DJ She Batal Tampil, Malah Catut Nama LSM Tantang Wartawan untuk Viralkan Pemberitaan


SURABAYA – Polemik mencuat di dunia hiburan malam Surabaya setelah seorang DJ tamu bernama She membatalkan penampilan secara sepihak, meski namanya telah dipublikasikan sebagai pengisi acara utama. Ironisnya, alih-alih meredam persoalan, DJ tersebut justru disebut menantang wartawan untuk memviralkan pemberitaan dengan membawa-bawa nama Lembaga Swadaya Masyarakat (LSM).

Peristiwa ini terjadi di sebuah venue hiburan malam kawasan Kedungdoro. Pihak penyelenggara mengaku kecewa dan geram lantaran pembatalan dilakukan mendekati hari pelaksanaan, saat promosi sudah berjalan luas dan publik telah digiring untuk menantikan acara tersebut.

Nama DJ She sebelumnya tercantum resmi dalam flyer dan materi promosi digital. Manajemen venue menyatakan pencantuman tersebut dilakukan setelah adanya komunikasi intens antara kedua belah pihak, mencakup kesepakatan tanggal, konsep acara, hingga kesiapan teknis penampilan.

Namun situasi berubah drastis menjelang hari-H. Tanpa menawarkan solusi atau alternatif, pembatalan disampaikan ketika flyer telah tersebar luas dan reservasi pengunjung mulai masuk.

“Ini bukan miskomunikasi kecil. Kami sudah mengunci tanggal dan menjual acara ke publik dengan nama yang bersangkutan. Ketika tiba-tiba dibatalkan, yang dipukul bukan hanya jadwal, tapi kredibilitas kami,” ujar Wahyu, perwakilan manajemen venue, Jumat (6/2).

Wahyu menjelaskan bahwa dalam praktik hiburan malam Surabaya, pembayaran honor pada hari pelaksanaan merupakan hal lazim. Tidak semua kerja sama diawali dengan uang muka. Namun, sebelum satu nama diumumkan ke publik, selalu ada persetujuan awal sebagai bentuk komitmen profesional.

“Promosi bukan permainan. Begitu nama diumumkan, itu janji ke publik. Kalau belum siap berkomitmen, jangan beri lampu hijau,” tegasnya.

Pembatalan sepihak ini disebut menimbulkan efek berantai. Mulai dari potensi kerugian biaya promosi, terganggunya kepercayaan pelanggan, hingga risiko rusaknya citra venue di mata pengunjung tetap.

“Pengunjung datang karena percaya pada line-up. Sekali kepercayaan itu dikhianati, dampaknya panjang,” tambah Wahyu.

Kritik juga datang dari kalangan promotor hiburan malam Surabaya. Mereka menilai pembatalan setelah publikasi merupakan bentuk pelanggaran etika kerja, meski belum ada kontrak tertulis.

“Flyer itu komitmen terbuka. Mau ada DP atau tidak, secara moral sudah tidak bisa mundur seenaknya,” ujar seorang promotor lokal yang enggan disebutkan namanya.

Di sisi lain, DJ She mengonfirmasi pembatalan tersebut. Ia menyebut alasan keluarga sebagai dasar keputusannya dan mengklaim situasi tersebut sangat mendesak.

“Urusan keluarga. Sangat urgent,” ujarnya singkat melalui pesan singkat.

Namun polemik justru semakin melebar. Dalam komunikasi lanjutan dengan media, DJ She disebut merespons dengan nada menantang. Ia bahkan meminta agar pemberitaan mengenai dirinya diviralkan dan menyebut akan melibatkan pihak LSM untuk menindaklanjuti isu tersebut.

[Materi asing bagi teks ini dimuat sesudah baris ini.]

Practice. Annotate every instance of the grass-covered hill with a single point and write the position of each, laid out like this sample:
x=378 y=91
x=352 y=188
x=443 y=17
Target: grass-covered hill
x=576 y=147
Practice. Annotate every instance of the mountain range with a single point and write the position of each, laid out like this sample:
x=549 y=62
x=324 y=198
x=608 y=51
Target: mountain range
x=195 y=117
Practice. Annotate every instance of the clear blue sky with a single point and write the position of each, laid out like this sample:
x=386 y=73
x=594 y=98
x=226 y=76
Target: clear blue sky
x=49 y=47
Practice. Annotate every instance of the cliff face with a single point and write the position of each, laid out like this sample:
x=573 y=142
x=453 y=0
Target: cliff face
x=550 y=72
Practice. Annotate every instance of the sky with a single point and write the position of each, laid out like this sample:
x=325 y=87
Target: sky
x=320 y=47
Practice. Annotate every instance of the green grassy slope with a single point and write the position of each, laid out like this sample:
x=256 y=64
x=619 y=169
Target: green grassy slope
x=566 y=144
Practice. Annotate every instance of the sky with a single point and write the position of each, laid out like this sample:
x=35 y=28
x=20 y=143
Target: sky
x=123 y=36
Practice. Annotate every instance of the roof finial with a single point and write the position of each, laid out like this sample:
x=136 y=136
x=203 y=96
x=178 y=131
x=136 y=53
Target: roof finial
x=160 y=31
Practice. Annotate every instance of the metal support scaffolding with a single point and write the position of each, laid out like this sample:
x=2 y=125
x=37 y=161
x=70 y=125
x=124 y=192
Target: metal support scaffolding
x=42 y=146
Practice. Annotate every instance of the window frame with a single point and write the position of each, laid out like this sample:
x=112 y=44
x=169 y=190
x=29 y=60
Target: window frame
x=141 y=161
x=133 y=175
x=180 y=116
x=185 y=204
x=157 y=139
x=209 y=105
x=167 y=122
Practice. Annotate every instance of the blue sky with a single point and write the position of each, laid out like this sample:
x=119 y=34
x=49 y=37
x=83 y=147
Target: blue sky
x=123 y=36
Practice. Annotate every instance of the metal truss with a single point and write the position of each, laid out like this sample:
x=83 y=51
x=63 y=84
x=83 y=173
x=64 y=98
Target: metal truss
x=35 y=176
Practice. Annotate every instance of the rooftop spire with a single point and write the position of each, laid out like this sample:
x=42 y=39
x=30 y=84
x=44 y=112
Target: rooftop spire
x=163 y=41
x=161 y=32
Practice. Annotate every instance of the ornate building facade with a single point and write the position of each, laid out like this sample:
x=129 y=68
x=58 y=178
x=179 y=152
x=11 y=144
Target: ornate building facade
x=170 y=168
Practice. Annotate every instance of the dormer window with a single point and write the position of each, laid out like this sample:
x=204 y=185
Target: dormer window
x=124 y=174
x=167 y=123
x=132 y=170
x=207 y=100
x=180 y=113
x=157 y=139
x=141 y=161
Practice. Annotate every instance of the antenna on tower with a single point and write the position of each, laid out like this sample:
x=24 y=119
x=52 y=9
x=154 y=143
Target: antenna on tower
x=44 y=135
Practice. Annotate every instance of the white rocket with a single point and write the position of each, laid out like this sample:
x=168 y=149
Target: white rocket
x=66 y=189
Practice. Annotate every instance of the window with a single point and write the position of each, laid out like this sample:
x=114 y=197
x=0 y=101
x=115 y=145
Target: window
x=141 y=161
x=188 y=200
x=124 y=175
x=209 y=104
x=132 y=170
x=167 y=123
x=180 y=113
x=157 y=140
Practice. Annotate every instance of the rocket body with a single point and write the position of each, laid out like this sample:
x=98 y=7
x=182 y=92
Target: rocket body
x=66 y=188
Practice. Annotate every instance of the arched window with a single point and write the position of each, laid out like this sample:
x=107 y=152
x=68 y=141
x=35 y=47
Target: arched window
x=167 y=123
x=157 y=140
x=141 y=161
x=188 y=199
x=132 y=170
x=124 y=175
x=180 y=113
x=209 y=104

Sikap tersebut menuai sorotan tajam dari pelaku industri hiburan malam. Banyak pihak menilai tindakan mencatut nama LSM dan menantang media bukanlah cerminan profesionalisme, melainkan memperkeruh persoalan yang seharusnya bisa diselesaikan secara dewasa.

Kasus ini kembali menegaskan pentingnya etika, komitmen, dan tanggung jawab dalam industri hiburan. Dunia hiburan bukan hanya soal panggung dan gemerlap lampu, tetapi juga soal menjaga kepercayaan. Tanpa itu, sebuah acara bisa runtuh bahkan sebelum musik pertama dimainkan.